As you probably know, any entity that offers medical services to patients collects and processes each patient’s personal data. This information is either regular or sensitive and both are subject to legal protection, therefore, so medical facilities must comply with restrictive personal data protection requirements so as not to harm the patient. What does this involve?
The following article is part of a series devoted to the practical approach to the management of a medical facility and the process of treatment of the patient. Read also: Medical records in practice
The issue of personal data protection is regulated by the Act of 10 May 2018 in Poland. According to its content, all information relating to an identified or identifiable person is protected. How does it relate to patient health data?
The Act specifically indicates that medical data include all information about the physical and mental state of the patient, such as data on past diseases, the degree of disability or the risk of illness in the future. In each facility, due to the obligation to keep patient medical records, the data obtained and processed are both ordinary and sensitive data regarding the state of health and the provision of health services. The latter are subject to the provisions of the GDPR.
GDPR and medical registration
A special place for the processing of a patient’s personal data is registration in a medical facility. This is where conversations with patients (telephone or face-to-face) take place, which often require sensitive data. The patient’s personal data may also be registered in the form of paper or electronic medical records.
How to reduce the risk of data leakage and thus increase data security in your medical facility? Below are some basic rules that are worth implementing.
Appoint a Data Protection Officer (DPO)
According to the Act, entities processing special categories of personal data, including medical data, on a large scale are obliged to appoint a DPO.
Develop procedures to prepare facility employees for the implementation of the GDPR regulations.
Remember about staff training
Training should not only include working according to the principles of the GDPR. Remember also the principles of a clean desk and a clean screen. They allow you to organize the workplace in such a way that personal data are not available in the sight of other patients during a visit to the medical registration. Take care to turn files with the text side facing the tabletop and/or use protective overlays on the monitor.
Develop a procedure in the event of a violation of the GDPR
It is a real must-have for any medical facility.
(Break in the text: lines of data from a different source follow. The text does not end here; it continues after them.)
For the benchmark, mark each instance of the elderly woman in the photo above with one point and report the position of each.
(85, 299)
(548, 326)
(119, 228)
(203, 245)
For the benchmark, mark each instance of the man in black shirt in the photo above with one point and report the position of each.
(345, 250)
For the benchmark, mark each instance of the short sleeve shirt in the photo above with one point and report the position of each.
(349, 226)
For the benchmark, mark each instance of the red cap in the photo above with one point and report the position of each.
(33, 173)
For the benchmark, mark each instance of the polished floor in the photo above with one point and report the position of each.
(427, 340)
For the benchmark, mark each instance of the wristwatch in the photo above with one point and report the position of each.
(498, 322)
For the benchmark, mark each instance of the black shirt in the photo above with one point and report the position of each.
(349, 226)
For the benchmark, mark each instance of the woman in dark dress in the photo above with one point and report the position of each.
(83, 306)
The system for reporting and assessing infringements should ensure the smooth flow of information. Remember that, if a breach has actually occurred, the law leaves only 72 hours to report the incident to the President of the Office for Personal Data Protection.
Keep it confidential
Try moving phone service to a separate room, so that the content of the conversation is not audible to outsiders. If you do not have such a possibility, organize a separate workplace. Try not to allow a situation in which the patient served by phone hears the data taken from the patient at the window or vice versa. Be careful not to repeat sensitive data aloud. As part of the confirmation, it is better to ask the patient again for information.
Keeping medical records, managing them, and protecting the patient’s personal data are special responsibilities for medical facilities. Violation of the established rules may result in a violation of the provisions on the protection of personal data, and thus criminal consequences.